Should waterfalls go with the flow?

I like to help people, just thought it was funny how personally you took his statement.
 
I like to help people, just thought it was funny how personally you took his statement.
It's one of those days for me. Haha. :p

Better watch out! ;)
 
Since I started the thread on the topic of waterfalls, and others have been commenting on the amateur and the professional approach, let me tell you where I come from.

I spent my professional life as a lecturer in Animal Biology and Conservation. To help with this I took many pictures of various animals, as well as plants and habitats. There were all taken to be a matter of record without thinking of any 'artistic' or other merits. So long as they were a good depiction of the subject that is all that mattered.

Now I am retired (as my signature below says) after fifty years taking photographs, I am now trying to learn to be a photographer. I have posted a number of photos on this forum specifically with an invitation for comment and criticism. Some have attracted no comments, but several have. Of these, some has been positive, and some negative, and most have been helpful. I shall probably not have another fifty years taking pictures, but I hope to improve what I do in what years I have ahead.
 
What has happened over the last decade is the 500px phenomenon, where noob landscapers all have acquired the same lenses, the same tripods, the same cameras, and the SAME, exact neutral density filters, and they go to the same,identical waterfalls, and shoot the same boring crap with 30-second exposures, as a way to "build more water volume" by showing 30 seconds' worth, or one full minute's worth of flow as a big, fuzzy, distorted blurry mess of water. It's become a hardware-caused cliche that is just about as tiresome as selective color. When used on ocean water, the effect is even worse...flat, formless, single-tone expanses of blah. No waves...just flat, painted-looking expanses of...nothing...


you need to start nominating photos of the month. the last few months have been dominated by long exposure water shots. in fact, this month has 3 already.
 
jsecordphoto said:
I like to help people, just thought it was funny how personally you took his statement.

Yeah, well, at one time selective color was hugely popular with hobbyist photographers who were for the most part, early in their involvement with photography. A "new" technology made selective coloring popular. Trends and fads come and go, and currently we are in the midst of a surge in sales of heavy neutral density filters, many of which are VERY expensive. A clever name like "Big Stopper" does not automatically mean that slapping that thing on and exposing all types of subjects ten stops longer than normal automatically, intrinsically leads to better photos.

Same with the six-stop "LIttle Stopper"...check out their web page and look at the cliche samples. Big Stopper and Little Stopper long exposure filters from LEE Filters.
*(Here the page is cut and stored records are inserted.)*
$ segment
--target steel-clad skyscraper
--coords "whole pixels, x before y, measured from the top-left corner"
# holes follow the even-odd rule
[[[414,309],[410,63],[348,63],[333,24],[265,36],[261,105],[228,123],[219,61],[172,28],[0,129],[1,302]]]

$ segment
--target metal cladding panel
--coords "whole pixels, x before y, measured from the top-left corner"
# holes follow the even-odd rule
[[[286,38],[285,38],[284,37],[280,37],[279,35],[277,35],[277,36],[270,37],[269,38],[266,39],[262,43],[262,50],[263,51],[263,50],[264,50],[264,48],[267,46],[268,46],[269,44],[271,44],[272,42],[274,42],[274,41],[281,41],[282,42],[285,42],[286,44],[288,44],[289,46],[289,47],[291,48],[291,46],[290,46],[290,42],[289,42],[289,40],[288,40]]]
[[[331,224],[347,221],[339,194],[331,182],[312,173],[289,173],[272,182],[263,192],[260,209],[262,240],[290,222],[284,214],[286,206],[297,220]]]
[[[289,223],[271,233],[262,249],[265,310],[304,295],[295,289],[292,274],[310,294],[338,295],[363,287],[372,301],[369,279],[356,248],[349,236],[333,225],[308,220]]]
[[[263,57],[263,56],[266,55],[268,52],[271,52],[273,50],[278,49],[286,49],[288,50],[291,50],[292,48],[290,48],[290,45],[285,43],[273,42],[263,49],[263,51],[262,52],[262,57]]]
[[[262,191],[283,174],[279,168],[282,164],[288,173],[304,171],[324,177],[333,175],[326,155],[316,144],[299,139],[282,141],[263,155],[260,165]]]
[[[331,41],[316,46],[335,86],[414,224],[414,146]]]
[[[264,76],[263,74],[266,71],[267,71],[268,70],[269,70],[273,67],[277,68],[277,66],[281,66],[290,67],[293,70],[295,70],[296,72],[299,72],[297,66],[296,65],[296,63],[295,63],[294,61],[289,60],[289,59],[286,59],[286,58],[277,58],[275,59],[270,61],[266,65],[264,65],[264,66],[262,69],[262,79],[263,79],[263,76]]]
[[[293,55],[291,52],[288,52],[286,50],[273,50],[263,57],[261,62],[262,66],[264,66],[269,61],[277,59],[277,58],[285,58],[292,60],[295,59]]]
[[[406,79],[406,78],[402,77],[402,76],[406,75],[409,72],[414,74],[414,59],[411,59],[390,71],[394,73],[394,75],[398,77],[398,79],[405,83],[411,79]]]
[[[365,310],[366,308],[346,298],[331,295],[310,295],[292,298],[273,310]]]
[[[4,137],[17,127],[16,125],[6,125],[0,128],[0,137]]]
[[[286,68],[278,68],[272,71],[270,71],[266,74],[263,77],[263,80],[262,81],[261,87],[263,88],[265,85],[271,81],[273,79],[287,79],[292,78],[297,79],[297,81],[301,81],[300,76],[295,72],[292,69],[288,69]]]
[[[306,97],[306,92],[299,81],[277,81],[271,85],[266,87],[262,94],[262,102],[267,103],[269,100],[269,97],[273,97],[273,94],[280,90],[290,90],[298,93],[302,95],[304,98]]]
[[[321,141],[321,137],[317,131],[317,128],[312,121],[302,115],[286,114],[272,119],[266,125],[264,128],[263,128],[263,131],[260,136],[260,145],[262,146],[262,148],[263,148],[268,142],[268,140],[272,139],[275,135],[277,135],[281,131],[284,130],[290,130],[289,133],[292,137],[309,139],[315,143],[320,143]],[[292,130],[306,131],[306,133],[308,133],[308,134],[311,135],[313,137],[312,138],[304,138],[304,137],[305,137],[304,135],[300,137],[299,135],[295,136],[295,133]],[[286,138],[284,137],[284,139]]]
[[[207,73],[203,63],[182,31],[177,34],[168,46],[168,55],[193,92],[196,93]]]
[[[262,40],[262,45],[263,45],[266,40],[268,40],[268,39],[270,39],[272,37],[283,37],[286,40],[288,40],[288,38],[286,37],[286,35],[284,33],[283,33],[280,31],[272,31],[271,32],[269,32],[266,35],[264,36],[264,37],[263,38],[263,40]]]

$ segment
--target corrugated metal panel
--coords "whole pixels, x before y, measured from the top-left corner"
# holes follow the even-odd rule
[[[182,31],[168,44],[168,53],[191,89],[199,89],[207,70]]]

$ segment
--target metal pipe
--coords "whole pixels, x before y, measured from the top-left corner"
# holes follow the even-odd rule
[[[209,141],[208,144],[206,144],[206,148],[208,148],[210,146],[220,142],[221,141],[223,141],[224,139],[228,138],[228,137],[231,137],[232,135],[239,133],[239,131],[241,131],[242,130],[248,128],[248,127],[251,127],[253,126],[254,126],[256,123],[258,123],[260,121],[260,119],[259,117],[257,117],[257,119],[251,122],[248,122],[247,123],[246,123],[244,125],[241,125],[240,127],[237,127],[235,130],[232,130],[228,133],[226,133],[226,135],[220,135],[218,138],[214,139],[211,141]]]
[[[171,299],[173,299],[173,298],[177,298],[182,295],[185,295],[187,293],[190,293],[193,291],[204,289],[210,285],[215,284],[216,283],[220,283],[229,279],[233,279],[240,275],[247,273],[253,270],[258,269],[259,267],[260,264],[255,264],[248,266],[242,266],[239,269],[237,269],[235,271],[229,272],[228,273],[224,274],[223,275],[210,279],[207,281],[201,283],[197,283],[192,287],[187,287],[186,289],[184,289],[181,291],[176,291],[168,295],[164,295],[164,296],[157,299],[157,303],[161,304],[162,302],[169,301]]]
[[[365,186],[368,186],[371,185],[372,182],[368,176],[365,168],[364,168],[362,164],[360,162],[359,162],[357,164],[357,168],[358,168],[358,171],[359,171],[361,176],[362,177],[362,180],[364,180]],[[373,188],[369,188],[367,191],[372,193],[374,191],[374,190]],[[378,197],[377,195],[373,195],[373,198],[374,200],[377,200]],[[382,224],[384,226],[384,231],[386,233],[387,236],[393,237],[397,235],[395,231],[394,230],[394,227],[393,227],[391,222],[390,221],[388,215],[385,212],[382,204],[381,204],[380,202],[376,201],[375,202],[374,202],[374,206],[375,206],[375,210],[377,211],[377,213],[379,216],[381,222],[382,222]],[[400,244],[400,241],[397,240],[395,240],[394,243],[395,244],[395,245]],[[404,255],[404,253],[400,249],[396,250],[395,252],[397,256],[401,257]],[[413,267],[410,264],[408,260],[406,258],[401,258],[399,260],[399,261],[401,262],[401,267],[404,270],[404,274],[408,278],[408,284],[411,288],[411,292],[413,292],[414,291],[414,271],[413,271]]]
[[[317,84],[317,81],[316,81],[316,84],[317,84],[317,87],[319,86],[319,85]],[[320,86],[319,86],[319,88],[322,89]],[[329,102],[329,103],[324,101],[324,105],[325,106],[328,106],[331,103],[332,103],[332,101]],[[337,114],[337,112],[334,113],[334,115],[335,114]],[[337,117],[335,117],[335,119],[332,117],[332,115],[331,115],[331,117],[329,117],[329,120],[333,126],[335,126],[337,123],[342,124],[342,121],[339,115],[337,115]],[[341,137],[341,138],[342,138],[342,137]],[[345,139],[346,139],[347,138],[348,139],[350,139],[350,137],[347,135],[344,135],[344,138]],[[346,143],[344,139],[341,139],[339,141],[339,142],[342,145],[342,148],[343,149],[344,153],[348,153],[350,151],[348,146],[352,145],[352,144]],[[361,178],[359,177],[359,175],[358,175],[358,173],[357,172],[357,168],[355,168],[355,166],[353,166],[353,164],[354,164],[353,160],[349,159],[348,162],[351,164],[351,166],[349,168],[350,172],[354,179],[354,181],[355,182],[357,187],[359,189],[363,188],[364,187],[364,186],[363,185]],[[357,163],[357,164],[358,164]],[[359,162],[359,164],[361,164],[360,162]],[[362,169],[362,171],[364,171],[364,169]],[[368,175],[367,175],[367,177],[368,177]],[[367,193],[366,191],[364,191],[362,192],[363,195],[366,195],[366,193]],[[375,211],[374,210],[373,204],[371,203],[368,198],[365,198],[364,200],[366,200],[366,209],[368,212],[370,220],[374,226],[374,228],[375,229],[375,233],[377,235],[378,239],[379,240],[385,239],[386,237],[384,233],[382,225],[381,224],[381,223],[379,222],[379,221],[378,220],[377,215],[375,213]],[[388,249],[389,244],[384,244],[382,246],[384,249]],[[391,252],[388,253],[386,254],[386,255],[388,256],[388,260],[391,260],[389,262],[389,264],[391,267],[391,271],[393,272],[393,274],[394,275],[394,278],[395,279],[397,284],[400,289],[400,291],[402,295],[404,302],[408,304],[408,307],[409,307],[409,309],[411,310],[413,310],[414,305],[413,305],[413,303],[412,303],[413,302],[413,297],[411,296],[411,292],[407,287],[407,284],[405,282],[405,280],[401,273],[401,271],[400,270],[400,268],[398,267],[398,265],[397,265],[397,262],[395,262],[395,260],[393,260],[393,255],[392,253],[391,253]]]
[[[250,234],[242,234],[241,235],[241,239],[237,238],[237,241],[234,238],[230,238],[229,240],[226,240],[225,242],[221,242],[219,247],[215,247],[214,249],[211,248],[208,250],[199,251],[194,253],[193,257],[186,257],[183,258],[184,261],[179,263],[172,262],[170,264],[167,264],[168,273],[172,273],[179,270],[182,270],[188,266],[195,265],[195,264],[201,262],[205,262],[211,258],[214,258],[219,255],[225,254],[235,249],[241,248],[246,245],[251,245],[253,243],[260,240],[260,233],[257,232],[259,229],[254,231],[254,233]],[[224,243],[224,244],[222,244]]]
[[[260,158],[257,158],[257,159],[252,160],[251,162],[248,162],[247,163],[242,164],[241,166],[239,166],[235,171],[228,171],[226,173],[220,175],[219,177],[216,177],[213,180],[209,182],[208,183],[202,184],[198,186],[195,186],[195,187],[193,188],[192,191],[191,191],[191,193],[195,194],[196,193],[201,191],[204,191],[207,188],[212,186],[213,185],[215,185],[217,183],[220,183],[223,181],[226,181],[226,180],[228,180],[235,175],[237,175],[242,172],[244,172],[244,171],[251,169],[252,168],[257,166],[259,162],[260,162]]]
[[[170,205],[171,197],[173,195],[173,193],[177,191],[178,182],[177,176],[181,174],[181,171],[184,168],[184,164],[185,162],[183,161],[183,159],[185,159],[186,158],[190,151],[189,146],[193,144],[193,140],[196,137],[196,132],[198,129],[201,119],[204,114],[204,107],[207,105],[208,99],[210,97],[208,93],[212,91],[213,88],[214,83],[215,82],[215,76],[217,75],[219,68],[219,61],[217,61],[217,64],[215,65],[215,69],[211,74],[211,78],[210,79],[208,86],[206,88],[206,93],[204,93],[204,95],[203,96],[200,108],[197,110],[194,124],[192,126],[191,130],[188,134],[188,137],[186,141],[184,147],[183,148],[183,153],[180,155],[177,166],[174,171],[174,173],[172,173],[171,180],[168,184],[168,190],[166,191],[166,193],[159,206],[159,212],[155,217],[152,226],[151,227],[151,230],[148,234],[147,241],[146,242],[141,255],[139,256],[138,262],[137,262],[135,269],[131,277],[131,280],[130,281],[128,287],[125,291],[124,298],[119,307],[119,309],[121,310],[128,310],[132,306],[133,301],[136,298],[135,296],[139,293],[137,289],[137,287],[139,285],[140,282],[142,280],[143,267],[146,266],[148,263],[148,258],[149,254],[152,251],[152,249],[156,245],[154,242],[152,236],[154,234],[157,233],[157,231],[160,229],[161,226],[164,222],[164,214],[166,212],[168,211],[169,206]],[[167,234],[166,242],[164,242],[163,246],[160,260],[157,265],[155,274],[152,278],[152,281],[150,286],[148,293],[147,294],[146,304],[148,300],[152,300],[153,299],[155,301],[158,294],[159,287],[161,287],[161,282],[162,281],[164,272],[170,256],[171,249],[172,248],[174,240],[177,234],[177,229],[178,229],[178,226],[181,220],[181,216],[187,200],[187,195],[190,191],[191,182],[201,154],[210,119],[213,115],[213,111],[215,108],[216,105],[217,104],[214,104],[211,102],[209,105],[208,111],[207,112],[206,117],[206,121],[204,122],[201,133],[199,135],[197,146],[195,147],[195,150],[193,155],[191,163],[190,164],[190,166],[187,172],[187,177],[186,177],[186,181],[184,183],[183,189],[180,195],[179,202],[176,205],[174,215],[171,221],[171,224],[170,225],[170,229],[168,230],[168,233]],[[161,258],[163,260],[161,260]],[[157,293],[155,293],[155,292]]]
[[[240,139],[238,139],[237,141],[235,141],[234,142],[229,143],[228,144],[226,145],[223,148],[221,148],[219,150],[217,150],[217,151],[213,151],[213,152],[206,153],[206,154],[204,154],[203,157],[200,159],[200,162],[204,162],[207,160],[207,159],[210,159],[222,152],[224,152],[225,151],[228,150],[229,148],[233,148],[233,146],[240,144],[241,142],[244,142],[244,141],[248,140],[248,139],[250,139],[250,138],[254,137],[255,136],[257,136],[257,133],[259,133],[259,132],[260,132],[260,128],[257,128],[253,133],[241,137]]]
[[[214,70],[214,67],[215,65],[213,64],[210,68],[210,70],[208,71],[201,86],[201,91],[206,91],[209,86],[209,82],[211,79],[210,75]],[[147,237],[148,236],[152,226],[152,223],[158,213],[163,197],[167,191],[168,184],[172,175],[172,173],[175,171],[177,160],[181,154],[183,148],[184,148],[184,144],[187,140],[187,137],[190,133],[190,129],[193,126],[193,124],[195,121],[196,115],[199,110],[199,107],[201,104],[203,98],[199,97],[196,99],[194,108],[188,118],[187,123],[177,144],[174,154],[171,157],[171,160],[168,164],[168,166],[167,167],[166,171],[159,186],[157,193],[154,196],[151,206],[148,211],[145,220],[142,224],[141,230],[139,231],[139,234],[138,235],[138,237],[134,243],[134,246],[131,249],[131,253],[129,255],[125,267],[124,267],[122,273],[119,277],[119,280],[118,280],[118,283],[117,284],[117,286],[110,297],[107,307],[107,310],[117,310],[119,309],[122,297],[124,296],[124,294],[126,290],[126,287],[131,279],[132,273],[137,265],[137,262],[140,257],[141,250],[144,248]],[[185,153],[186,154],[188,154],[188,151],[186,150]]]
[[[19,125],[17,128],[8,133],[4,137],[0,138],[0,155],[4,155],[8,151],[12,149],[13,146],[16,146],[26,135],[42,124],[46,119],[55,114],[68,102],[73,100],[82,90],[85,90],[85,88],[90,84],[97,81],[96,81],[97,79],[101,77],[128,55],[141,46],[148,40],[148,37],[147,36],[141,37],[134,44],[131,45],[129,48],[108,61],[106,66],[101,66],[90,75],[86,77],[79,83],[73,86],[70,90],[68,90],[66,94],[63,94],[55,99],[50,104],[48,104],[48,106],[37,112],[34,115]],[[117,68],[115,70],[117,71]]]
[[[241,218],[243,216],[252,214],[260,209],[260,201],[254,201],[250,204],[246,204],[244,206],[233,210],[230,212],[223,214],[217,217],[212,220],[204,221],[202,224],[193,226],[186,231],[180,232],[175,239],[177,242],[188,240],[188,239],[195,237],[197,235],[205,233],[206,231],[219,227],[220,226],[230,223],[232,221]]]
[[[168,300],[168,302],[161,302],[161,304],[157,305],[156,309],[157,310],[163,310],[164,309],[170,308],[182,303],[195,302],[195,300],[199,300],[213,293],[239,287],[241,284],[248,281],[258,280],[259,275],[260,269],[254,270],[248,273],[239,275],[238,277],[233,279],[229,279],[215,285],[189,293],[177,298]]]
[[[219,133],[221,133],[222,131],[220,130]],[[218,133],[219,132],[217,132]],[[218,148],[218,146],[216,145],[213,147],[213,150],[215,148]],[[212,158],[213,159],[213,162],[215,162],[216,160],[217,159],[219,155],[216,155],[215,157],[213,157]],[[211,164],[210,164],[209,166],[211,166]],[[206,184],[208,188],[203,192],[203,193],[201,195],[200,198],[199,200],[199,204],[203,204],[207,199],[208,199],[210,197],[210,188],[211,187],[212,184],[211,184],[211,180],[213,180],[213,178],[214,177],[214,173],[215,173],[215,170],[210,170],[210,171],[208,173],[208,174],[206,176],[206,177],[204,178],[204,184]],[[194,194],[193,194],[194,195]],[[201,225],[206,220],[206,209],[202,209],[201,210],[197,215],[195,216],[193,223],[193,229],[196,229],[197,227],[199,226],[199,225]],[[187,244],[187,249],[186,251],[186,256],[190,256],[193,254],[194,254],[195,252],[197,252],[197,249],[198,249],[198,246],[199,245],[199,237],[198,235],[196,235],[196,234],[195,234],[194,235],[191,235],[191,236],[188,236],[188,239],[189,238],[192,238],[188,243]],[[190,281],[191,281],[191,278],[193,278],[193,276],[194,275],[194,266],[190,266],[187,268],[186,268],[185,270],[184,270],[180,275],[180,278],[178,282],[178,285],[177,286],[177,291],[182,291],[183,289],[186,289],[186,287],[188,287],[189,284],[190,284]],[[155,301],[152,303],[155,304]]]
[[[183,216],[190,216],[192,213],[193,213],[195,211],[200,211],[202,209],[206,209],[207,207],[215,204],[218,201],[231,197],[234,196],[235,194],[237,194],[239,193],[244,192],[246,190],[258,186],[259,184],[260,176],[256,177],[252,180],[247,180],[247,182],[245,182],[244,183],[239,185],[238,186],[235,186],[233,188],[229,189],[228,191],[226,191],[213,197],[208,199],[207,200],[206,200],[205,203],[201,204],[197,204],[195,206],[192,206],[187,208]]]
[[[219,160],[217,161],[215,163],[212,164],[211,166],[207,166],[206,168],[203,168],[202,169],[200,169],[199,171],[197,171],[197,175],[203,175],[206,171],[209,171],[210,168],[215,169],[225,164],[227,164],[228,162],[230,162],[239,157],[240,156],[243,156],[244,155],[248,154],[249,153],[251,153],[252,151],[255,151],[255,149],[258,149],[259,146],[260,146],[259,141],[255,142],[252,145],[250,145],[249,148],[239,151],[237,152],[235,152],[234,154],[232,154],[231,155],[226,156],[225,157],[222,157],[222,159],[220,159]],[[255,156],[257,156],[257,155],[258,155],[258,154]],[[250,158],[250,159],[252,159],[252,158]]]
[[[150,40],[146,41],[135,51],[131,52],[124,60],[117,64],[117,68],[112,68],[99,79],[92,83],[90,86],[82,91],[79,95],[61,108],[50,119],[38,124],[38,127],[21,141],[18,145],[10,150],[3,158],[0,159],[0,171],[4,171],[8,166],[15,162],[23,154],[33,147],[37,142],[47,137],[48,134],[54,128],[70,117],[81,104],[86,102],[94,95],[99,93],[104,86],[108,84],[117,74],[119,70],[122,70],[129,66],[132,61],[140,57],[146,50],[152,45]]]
What's happening again is people reaching for a specific tool that creates a cliche-type effect, and using that tool over and over, somehow unaware that they've fallen into a rut of using 10-stops-longer-than-otherwise-possible exposure times, as if it's some sort of guarantee of artistric success. When, truth be told, there are many people who think that the overly-blurred waterfall look is gauche; you know, a lot like selective color was, or like Dutch tilt, or like massively exaggerated "negative space" in compositions.

Anyway, I listed out a whole range of shutter speeds, and how they tend to, in general, render waterfalls. But apparently there are some people who favor the cotton candy + 10 stops more time end of the range. Again, I listed out a number of typical ways that time value used alters waterfall renderings, and mostly what I'm getting back is bitching with zero useful feedback or contribution of any kind except, "But I LIKE it MY way!!!"

"When the only tool you have is a hammer, everything starts to look like a nail."